# Aerosol spray can recommendations.



## hazza1190 (Feb 7, 2019)

Hi Guys,

I need to recommission some components on a classic car i'm restoring. Im hoping to find a few rattle cans of black paint but not really sure what paint i should be looking out for.

The image below shows a restored heater-box from an MGB (which is one of the components i need to do). What paint should i be looking out for to get a similar finish to that?










Another component i need to do is the radiator as its a bit worse for wear. Can i use the same paint that's used on the above? Or will it have to be more heat resistant?










Cheers!


----------



## Harry_p (Mar 18, 2015)

I recently used some simoniz 'tough paint' from euro car parts when refurbish a subframe, I found it covered nicely and flowed out well leaving a decent gloss straight from the can.

I would imagine the same sort of paint would be fine on a radiator which shouldn't reach much more than 120c, and if it does you probably have more to worry about than the paint on the radiator!


----------



## mcflycossie (May 8, 2007)

Harry_p said:


> I recently used some simoniz 'tough paint' from euro car parts when refurbish a subframe, I found it covered nicely and flowed out well leaving a decent gloss straight from the can.
> 
> I would imagine the same sort of paint would be fine on a radiator which shouldn't reach much more than 120c, and if it does you probably have more to worry about than the paint on the radiator!


Did you use a primer before on this ? Looks a very good finish.

I am about to do a rear subframe so interested in looking at options.


----------



## mcflycossie (May 8, 2007)

Ignore my comment.
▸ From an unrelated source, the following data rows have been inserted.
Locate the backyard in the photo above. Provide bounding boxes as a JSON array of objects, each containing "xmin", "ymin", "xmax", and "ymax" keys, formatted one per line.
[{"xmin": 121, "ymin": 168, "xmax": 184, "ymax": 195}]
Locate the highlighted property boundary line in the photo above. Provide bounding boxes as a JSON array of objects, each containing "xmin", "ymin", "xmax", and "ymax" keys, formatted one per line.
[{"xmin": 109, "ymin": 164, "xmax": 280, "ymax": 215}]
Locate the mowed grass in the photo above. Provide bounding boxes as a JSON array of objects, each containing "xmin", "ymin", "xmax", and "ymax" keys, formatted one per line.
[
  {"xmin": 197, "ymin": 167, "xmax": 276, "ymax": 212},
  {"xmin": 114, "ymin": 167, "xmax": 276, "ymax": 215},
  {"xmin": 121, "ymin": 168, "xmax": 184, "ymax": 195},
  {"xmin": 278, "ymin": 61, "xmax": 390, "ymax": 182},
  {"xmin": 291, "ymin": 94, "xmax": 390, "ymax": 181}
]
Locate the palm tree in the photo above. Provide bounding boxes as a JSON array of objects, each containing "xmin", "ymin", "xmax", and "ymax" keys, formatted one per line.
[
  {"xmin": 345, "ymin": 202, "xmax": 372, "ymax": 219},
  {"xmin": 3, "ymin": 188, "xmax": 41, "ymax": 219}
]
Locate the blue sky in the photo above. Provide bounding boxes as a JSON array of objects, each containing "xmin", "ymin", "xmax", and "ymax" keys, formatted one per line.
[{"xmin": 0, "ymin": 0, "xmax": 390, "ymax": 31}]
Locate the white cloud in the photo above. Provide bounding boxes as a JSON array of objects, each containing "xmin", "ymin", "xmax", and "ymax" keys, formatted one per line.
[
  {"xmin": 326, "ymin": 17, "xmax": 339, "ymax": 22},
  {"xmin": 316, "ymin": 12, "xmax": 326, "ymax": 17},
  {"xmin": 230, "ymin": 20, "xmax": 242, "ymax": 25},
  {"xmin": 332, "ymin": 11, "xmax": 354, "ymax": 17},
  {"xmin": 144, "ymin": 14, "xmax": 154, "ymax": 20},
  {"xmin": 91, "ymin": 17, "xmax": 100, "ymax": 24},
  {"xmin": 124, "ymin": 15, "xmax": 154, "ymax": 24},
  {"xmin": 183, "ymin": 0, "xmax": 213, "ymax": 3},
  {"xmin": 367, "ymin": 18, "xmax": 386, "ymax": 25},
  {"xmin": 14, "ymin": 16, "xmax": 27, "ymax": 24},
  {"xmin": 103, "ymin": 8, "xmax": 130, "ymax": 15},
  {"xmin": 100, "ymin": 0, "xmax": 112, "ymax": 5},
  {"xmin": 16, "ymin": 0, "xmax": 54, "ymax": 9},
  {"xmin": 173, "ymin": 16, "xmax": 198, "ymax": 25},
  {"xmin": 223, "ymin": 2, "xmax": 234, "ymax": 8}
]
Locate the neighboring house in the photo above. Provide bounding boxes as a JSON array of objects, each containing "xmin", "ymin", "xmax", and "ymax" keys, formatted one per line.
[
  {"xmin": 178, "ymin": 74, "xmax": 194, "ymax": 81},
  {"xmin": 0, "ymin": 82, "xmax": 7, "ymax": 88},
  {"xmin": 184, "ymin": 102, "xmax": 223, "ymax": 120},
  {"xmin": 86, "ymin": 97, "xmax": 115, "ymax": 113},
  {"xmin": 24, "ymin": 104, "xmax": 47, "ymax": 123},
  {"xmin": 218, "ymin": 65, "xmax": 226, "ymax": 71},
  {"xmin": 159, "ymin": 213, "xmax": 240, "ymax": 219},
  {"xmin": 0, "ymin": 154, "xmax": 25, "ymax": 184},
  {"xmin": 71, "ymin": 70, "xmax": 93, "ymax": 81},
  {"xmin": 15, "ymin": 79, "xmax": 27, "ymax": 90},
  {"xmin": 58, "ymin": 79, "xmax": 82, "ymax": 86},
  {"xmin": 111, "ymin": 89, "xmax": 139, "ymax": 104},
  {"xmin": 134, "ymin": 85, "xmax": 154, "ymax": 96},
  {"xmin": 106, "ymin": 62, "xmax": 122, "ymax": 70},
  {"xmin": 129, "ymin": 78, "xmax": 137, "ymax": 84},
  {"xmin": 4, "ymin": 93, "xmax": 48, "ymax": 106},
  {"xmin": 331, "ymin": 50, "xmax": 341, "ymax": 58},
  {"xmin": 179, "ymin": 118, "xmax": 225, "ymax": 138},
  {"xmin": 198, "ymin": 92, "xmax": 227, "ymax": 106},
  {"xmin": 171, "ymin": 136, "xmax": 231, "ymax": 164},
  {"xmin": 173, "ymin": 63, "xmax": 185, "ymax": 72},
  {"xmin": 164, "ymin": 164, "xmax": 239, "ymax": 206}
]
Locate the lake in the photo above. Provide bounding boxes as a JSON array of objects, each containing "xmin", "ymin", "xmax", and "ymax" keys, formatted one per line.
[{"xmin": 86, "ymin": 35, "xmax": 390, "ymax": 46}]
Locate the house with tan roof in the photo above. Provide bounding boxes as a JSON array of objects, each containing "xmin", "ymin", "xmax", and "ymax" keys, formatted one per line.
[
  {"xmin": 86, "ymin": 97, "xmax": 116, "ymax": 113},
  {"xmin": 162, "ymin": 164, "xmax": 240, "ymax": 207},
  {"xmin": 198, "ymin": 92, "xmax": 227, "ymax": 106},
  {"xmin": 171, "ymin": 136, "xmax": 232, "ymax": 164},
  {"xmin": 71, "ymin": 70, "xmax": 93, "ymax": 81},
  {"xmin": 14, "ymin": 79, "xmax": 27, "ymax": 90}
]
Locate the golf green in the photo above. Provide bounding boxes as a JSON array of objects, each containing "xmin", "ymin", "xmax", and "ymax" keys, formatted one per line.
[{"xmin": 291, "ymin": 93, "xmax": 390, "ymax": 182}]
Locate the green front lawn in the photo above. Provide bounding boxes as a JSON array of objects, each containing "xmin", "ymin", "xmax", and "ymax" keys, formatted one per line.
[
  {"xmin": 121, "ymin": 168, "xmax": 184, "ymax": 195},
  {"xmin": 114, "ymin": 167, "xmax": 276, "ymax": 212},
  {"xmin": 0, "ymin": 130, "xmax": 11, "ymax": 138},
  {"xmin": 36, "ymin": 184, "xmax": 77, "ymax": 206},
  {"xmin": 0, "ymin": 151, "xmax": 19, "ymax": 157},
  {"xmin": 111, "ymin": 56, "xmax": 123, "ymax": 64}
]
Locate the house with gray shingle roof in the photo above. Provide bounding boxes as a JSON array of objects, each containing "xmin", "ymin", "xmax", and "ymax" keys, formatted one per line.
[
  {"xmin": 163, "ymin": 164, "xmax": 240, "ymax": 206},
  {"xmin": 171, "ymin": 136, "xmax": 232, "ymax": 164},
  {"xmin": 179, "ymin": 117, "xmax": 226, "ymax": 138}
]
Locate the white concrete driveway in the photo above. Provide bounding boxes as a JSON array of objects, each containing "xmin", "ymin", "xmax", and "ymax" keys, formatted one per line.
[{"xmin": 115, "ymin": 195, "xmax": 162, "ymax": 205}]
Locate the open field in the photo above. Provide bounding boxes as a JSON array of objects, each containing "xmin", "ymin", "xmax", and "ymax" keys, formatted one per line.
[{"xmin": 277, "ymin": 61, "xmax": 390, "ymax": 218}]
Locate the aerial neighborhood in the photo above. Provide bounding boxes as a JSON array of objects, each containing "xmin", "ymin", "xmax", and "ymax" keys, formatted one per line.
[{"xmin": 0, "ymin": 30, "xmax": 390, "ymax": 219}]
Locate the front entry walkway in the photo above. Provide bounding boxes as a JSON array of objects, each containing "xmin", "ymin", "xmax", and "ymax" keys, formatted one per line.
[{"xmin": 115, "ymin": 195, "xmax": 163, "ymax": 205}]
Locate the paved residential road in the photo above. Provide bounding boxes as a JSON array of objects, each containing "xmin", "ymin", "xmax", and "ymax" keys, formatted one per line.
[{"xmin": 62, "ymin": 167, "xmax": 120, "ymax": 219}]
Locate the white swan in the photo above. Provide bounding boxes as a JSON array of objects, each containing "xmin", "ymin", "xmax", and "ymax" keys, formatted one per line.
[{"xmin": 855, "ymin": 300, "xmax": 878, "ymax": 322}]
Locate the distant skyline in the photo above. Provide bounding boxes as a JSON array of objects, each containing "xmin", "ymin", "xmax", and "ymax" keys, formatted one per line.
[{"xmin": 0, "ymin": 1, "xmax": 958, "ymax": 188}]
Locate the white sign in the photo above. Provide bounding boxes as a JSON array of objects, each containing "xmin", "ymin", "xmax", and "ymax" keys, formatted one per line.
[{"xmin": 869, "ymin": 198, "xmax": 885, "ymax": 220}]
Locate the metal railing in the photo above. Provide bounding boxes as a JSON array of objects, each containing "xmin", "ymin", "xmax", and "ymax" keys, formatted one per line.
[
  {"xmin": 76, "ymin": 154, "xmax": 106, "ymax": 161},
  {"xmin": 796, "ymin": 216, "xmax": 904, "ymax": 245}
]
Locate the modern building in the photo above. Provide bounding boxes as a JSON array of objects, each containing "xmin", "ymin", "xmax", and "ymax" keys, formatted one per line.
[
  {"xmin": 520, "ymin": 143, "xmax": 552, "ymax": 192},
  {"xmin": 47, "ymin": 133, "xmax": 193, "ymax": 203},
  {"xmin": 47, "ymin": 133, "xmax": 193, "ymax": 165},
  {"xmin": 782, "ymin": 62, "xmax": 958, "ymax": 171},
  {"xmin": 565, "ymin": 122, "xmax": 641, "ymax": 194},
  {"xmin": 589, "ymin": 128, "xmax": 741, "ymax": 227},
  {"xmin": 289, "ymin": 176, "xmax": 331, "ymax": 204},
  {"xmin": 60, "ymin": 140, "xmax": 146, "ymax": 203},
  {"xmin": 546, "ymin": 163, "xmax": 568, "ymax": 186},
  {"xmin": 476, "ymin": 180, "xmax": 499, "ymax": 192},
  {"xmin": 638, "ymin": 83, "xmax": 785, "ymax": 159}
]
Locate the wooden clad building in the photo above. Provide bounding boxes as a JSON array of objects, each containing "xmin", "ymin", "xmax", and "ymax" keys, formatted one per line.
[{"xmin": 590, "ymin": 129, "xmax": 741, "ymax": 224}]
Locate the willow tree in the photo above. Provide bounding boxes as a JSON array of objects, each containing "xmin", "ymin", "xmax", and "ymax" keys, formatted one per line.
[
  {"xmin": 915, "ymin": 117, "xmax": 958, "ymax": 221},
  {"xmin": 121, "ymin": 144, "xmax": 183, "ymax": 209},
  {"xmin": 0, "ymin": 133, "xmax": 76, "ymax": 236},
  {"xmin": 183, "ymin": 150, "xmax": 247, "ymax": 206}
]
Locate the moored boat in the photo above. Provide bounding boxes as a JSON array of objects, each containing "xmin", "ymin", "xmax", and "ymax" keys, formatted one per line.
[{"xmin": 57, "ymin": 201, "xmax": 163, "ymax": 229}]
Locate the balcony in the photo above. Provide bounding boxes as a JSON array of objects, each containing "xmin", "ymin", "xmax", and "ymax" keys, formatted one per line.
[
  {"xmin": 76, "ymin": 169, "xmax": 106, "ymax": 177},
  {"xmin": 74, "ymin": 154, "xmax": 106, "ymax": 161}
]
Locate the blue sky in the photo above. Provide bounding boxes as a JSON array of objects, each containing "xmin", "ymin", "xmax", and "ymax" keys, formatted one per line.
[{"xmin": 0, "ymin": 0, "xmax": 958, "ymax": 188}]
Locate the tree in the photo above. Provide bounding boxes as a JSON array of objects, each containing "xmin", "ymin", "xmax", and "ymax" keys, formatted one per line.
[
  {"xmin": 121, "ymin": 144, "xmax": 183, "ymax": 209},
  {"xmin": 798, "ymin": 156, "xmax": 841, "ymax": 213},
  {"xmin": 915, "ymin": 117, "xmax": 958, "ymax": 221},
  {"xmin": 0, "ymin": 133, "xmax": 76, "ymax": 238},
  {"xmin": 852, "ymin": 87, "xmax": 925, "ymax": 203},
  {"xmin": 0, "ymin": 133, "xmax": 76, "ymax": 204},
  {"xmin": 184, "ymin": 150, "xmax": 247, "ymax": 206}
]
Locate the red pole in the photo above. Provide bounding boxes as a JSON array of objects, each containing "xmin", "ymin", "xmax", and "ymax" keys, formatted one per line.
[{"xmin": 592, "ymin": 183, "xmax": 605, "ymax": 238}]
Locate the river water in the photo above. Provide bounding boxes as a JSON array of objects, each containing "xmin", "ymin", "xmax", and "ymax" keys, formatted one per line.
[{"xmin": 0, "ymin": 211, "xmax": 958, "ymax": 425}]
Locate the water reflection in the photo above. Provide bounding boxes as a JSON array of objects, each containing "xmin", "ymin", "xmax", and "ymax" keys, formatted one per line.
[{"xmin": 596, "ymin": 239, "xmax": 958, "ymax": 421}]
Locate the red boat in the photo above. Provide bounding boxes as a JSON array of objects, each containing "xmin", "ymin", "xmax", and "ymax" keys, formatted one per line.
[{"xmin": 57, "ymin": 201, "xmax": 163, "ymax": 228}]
Just seen you don't need primer.


----------



## Harry_p (Mar 18, 2015)

Yeah, just gave everything a really good wire brush first. You can see the diff case in the background of the tin photo.

I found it covered far better and was easier to build up a decent layer without runs than hammerite, the can lasted longer and was quite a lot cheaper.

Time will tell how long it lasts, but I was very happy with it.


----------



## dholdi (Oct 1, 2008)

That gloss looks nice, will try a can of that.
With regard to the rad, most I have seen are more of a satin finish.
I'm sure I've seen satin in that range at ECP.


----------



## hazza1190 (Feb 7, 2019)

Harry_p said:


> I recently used some simoniz 'tough paint' from euro car parts when refurbish a subframe, I found it covered nicely and flowed out well leaving a decent gloss straight from the can.
> 
> I would imagine the same sort of paint would be fine on a radiator which shouldn't reach much more than 120c, and if it does you probably have more to worry about than the paint on the radiator!


Sorry i didn't reply to this, i forgot to check responses!! But thank you for the reply, it looks great! I also need to do the sub frame. How many cans did you need to paint sub-frame in your photo?


----------



## Trix (Jul 1, 2006)

Auto K's range and quality are brilliant. Been using them for over 30 years. More expensive than the rest but you know the saying.

https://www.auto-k.de/en/


----------